Children and our desperate love…
I’m totally and desperately in love with my cost centres. Smitten with the deep feelings of who they are. I recognise that evolution has engendered these feelings of protection to perpetuate human society but this expansive and all absorbing obsession is something else; it almost seems overkill. Sometimes I deliberately sit quietly around them and bask in the immense pleasure of listening to them nattering away, quarrelling or play fighting. It’s precarious to expound on the joy from their presence mingled with their unwritten ease in being around me in these moments but I could happily close my eyes and wish for it to never stop. Because there are times. Times when they do stop and they are not present even if they are physically with me.
It’s inconceivable until you have been through it to appreciate that when the kids are young you are their everything. You create, can take away and their love is unerring. But suddenly without warning you are not much more than a walking wallet who can make dinner. I’m forever trying to re-kindle the adoration; to be put back on that pedestal. As one of my friends confided in me — she bakes because her children love her for it and for a short while she is their world again. I know my cost centres see through my attempts to elicit a smile shone just for me. Perceive the looks of content that pass between husband and I as we watch them cavort comfortably together. But I don’t care how obvious I am. In those moments I am at my happiest. Ironic that the tables turn and that they have the power to turn me into this desperate, dependent child.
I’m not re-writing the past with a sparkling lipgloss. I absolutely remember that I have had many moments of boredom. From the numbing of children’s play; the repetitive monotonous dialogue of nursery age to the tedium of discussing poo colours with equally saddo parents. And who hasn’t got frustrated at the know it all, scummy, irreverence of the teenager? But despite that. I’m desperate to be liked but also want their respect; craving love but constantly pushing them to be the best they can be; enforcing rules but wishing I didn’t have to; remembering myself as a child and remembering that they are going through it at this very moment.
The relationship between parent and child is quite fraught in many ways. Managing the personalities of the multiple adjacencies with our children through time is tricky. For me parenting is akin to attempting to navigate a network of tight-ropes which are immediately re-configured at each level of youngling maturity. I like to believe our relationships have a natural easiness and perhaps that is true when children are young and require you. But I find myself much more aware of my words and actions with cost centre 2 as he has reached an age where my double standards don’t cut it anymore. Where my words have hidden meanings and are held up to be mis-interpreted, where my actions or lack of them can disappoint him; where my inability to show him true respect hurts his ego.
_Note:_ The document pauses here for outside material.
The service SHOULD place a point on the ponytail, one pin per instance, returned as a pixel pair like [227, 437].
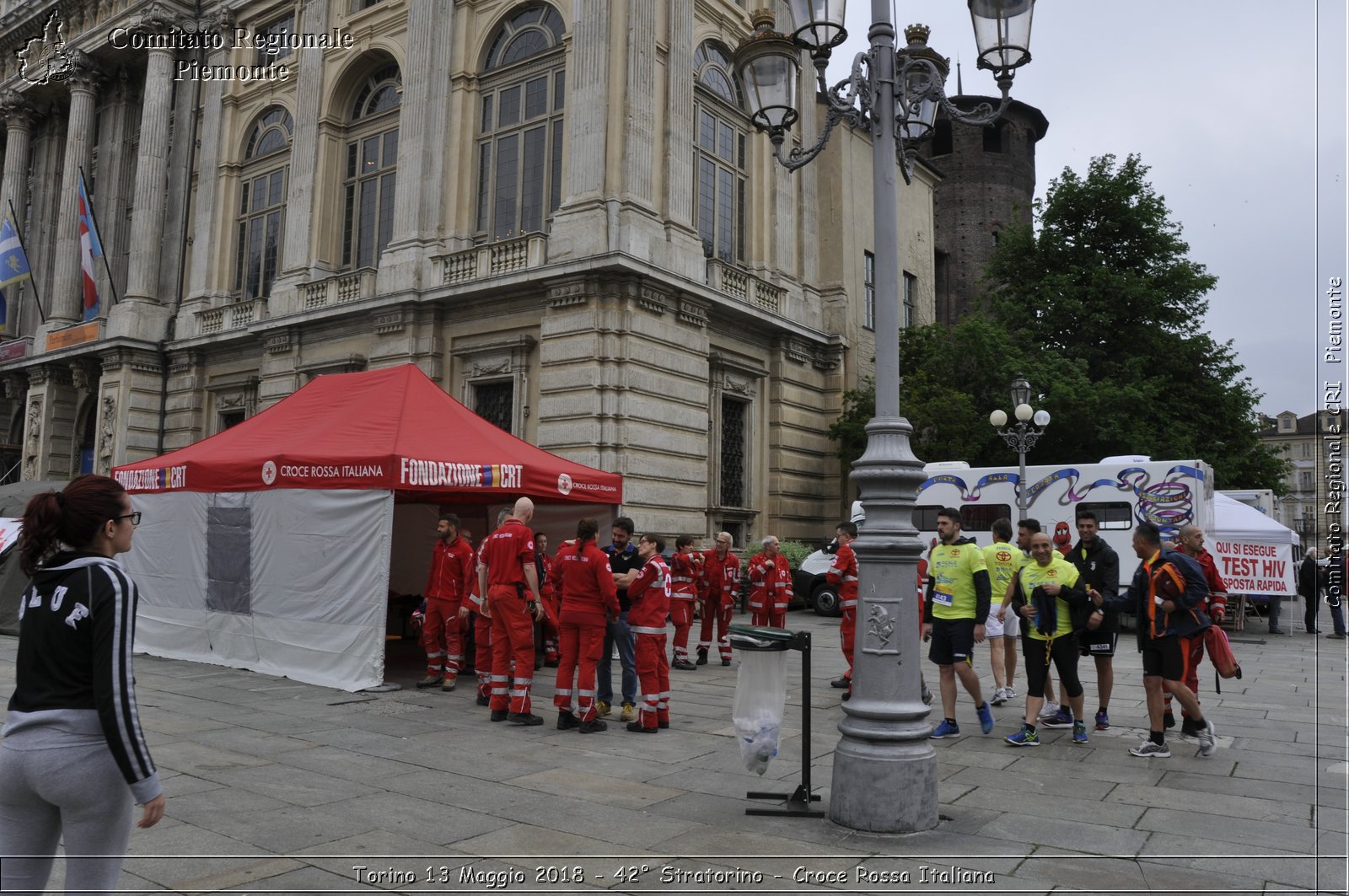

You feel perilous in the knowledge that you can so quickly move from succeeding to scorn in a blink of the eye; ready to fall to your doom with a slip of the tight rope. (He thought I was being a bit overly dramatic here by the way!)
I have this childish vanity that this mother — child relationship will blossom into friendship when we have shed the skin of this parental mantle. As the truth is, abandonment by my children as soon as they can is one of the most piercing worries I carry about my person. But despite this system frailty I think I have done enough to ensure cost centre 2 loves and needs me. With all my flaws, temper and brutishness he does. For that I am forever grateful and more than willing to continue to abase my self to the altar of desperate love to ensure that it remains that way.